In de daaropvolgende mails en uiteindelijk een telefoongesprek antwoordt directeur Nikita Korytin open en correct op alle vragen. ’Bij de voorbereiding van de nieuwe museumpresentatie heeft onze conservator dit schilderij grondig opnieuw bekeken’, zegt hij. ‘In de zomer van 2020 hebben we de kunstenaar en de afgebeelde persoon precies kunnen identificeren. Tevoren stond er een vraagteken achter. Dat komt omdat de naam in het Cyrillisch verkeerd weergegeven was. Slavische talen hebben geen diftongen, dus worden ‘’au’’ en ‘’o’’ hetzelfde uitgesproken. Door die transcriptie was de naam Sauvage verkeerd weergegeven en konden we die in geen enkel standaardwerk terugvinden. Omdat het nu correct in de digitale databank van de overheid zit, is de informatie wel zichtbaar.’

Korytin wijst erop dat het museum het schilderij in 1948 in de stad aankocht. Dat gebeurde in een winkel van de overheid waar uitsluitend luxeproducten voor de elite aangeboden werden. ‘We hebben alleen het portret van de man –de pendant van de vrouw is ons niet bekend’, zegt Korytin. ‘Er zijn geen documenten van de winkel, maar het werk is wel correct in onze inventaris ingeschreven. Het is geen verrassing dat er werk van de trofeeënbrigades in een Russisch museum zit. Zo is het altijd gegaan bij oorlogen. Dat gebeurde ook toen de Spanjaarden, Portugezen, Fransen en Duitsers een land bezetten. Rusland is tijdens de Tweede Wereldoorlog ook veel kwijtgeraakt. Wat in onze collecties zit, zit daar nu eenmaal. De vraag om kunst terug te geven, is een  onderwerp voor een grote conferentie.’
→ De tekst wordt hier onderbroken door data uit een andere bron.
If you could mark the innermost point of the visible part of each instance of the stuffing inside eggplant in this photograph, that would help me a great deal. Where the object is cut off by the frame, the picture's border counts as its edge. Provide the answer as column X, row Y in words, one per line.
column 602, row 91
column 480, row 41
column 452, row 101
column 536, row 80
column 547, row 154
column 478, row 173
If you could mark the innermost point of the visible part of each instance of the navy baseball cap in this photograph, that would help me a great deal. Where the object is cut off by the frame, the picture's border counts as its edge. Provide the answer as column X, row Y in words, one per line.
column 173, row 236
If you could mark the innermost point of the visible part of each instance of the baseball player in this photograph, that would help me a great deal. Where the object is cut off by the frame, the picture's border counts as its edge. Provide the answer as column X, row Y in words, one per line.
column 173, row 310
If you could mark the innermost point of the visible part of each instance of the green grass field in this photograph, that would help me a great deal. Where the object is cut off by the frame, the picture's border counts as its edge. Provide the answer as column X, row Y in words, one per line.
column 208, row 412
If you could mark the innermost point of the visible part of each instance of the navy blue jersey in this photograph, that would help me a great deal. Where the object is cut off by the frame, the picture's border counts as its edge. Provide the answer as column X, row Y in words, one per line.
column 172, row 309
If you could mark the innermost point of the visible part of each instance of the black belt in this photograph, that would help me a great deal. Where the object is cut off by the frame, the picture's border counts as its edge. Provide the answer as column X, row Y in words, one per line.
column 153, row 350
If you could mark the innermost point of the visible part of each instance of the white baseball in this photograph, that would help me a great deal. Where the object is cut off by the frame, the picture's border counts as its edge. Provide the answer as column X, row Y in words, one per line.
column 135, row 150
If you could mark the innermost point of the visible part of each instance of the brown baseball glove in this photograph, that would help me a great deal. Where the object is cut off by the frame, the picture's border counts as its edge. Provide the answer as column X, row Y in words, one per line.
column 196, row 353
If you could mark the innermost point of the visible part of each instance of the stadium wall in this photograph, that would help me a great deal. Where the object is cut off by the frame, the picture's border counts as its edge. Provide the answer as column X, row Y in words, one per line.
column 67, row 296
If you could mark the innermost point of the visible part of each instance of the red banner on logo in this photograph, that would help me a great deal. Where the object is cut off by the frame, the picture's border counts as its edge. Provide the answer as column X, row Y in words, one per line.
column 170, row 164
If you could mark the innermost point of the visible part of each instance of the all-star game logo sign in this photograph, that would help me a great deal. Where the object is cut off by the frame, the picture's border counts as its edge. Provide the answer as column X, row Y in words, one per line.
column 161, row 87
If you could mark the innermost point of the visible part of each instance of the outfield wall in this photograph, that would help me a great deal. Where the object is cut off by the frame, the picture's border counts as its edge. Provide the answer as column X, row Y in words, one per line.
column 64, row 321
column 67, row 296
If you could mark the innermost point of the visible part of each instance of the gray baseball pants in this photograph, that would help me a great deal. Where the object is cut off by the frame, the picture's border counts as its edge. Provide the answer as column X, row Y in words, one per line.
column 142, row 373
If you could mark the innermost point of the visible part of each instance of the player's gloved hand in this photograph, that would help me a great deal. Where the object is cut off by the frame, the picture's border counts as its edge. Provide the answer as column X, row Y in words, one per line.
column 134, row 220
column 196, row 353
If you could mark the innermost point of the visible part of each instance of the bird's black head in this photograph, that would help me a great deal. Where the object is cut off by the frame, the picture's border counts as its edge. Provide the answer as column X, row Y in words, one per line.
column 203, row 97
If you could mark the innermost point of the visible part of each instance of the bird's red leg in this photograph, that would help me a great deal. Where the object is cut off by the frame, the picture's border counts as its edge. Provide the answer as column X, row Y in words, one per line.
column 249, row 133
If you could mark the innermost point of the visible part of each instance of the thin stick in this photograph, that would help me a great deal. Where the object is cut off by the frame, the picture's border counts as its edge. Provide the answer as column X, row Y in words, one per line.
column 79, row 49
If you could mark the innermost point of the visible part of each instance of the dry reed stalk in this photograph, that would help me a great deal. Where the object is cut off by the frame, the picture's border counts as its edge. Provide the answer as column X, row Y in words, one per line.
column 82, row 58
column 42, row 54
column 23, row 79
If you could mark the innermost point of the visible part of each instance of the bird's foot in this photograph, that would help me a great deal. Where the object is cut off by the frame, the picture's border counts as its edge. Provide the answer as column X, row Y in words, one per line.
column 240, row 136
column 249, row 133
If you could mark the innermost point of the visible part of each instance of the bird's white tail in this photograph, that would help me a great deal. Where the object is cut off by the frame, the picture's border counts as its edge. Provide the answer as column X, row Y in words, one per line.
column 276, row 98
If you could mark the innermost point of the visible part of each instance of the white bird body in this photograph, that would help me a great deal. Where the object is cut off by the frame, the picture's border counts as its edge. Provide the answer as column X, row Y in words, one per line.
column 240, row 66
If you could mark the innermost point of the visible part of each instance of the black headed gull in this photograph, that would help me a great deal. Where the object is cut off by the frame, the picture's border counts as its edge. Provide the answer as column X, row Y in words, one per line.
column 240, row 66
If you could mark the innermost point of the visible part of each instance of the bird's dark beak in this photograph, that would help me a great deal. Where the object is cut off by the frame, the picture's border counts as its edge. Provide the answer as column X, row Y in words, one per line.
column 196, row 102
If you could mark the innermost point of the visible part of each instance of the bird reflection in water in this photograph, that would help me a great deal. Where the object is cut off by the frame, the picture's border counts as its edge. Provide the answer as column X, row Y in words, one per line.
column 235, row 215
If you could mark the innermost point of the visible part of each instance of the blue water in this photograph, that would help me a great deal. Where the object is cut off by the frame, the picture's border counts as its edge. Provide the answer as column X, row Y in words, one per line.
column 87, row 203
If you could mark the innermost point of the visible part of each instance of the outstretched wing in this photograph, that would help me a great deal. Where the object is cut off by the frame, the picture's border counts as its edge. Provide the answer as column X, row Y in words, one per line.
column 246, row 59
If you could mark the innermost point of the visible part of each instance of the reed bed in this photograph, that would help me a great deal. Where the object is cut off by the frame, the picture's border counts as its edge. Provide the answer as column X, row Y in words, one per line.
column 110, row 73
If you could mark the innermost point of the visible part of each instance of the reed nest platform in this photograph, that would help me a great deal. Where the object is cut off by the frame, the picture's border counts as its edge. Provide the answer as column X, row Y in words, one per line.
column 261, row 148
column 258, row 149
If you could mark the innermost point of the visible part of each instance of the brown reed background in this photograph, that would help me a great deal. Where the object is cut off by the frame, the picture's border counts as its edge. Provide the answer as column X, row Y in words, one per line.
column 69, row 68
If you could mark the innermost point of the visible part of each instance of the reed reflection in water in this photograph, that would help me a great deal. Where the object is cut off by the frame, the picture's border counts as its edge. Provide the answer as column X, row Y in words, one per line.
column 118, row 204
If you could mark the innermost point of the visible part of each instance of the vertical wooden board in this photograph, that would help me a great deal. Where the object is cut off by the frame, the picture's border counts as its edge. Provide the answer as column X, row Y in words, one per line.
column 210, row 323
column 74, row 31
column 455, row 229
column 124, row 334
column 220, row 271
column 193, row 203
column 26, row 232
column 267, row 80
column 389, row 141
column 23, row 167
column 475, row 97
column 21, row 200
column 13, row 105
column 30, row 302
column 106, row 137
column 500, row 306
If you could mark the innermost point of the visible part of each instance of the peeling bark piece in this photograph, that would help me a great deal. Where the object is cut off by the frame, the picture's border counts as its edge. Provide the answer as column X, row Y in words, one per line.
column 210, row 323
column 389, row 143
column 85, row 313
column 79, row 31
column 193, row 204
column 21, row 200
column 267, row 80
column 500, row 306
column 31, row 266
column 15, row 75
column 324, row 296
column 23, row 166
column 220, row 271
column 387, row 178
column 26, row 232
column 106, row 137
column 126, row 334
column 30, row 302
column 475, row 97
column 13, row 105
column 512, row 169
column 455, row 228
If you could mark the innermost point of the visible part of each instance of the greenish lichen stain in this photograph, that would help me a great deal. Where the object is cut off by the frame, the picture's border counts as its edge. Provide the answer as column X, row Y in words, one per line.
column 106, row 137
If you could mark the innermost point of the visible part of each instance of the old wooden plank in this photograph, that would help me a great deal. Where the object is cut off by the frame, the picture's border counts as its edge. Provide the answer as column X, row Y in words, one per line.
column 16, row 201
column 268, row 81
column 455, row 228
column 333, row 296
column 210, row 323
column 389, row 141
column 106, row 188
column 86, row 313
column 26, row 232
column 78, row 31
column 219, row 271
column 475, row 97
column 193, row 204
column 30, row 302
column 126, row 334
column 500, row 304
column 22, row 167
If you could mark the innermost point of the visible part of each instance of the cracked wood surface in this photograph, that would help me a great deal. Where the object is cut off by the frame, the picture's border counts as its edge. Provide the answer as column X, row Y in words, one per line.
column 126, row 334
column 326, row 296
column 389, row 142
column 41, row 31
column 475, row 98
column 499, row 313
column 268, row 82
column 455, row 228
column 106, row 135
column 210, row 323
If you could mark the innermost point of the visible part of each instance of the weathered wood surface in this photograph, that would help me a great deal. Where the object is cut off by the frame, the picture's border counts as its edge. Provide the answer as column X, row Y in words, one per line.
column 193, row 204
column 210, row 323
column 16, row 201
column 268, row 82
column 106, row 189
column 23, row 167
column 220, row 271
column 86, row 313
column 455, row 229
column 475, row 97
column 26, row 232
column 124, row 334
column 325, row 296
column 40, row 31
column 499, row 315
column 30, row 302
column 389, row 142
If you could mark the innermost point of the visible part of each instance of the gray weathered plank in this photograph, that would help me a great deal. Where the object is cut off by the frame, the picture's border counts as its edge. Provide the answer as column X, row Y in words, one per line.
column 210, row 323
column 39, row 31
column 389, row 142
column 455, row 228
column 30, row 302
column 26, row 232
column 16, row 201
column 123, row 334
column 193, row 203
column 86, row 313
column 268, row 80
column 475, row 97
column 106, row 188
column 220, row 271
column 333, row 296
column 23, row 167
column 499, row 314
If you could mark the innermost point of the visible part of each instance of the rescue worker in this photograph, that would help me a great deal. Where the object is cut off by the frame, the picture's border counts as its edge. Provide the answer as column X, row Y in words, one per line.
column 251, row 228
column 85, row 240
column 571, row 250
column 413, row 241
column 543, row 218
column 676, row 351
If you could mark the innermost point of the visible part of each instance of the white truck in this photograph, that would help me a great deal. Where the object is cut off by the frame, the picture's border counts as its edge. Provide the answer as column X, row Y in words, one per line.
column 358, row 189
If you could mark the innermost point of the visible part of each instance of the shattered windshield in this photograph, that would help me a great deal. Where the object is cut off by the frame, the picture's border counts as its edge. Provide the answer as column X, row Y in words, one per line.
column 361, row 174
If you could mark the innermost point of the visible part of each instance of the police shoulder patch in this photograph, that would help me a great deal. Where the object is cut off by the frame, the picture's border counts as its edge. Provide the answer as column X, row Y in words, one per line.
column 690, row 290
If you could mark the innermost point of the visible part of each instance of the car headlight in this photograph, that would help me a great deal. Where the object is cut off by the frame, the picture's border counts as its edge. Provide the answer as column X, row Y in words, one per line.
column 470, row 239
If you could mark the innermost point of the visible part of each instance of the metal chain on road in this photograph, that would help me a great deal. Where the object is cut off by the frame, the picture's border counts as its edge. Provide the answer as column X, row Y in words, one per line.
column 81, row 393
De omvang van de trofeeënkunst is gigantisch, maar niemand die er de details van kent. ‘De werken zijn nooit in het supermuseum terechtgekomen waarvoor ze geroofd werden’, zegt Konstantin Akinsha.  Zijn boek Stolen treasure, waarin hij het bestaan van de roofkunst reveleerde, was een bom toen het in 1995 uitkwam. ‘Toen de Sovjet-Unie uiteenviel, gingen er archieven open waaruit bleek dat er ongeveer een miljoen kunstobjecten verborgen gehouden werden. In de jaren ‘50 is er een inventaris van opgezet, maar die zat tot de jaren ‘90 verborgen in de archieven. De grootste musea, zoals het Hermitage en het Poesjkinmuseum, hebben de meeste stukken. Maar ook andere musea in Moskou, zoals het Historisch Museum of het Architectuurmuseum hebben er. Verder zitten er werken in provinciale musea, zoals in Nizjni Novgorod. Naar wat er in de voormalige Centraal-Aziatische republieken zit, hebben we het raden.’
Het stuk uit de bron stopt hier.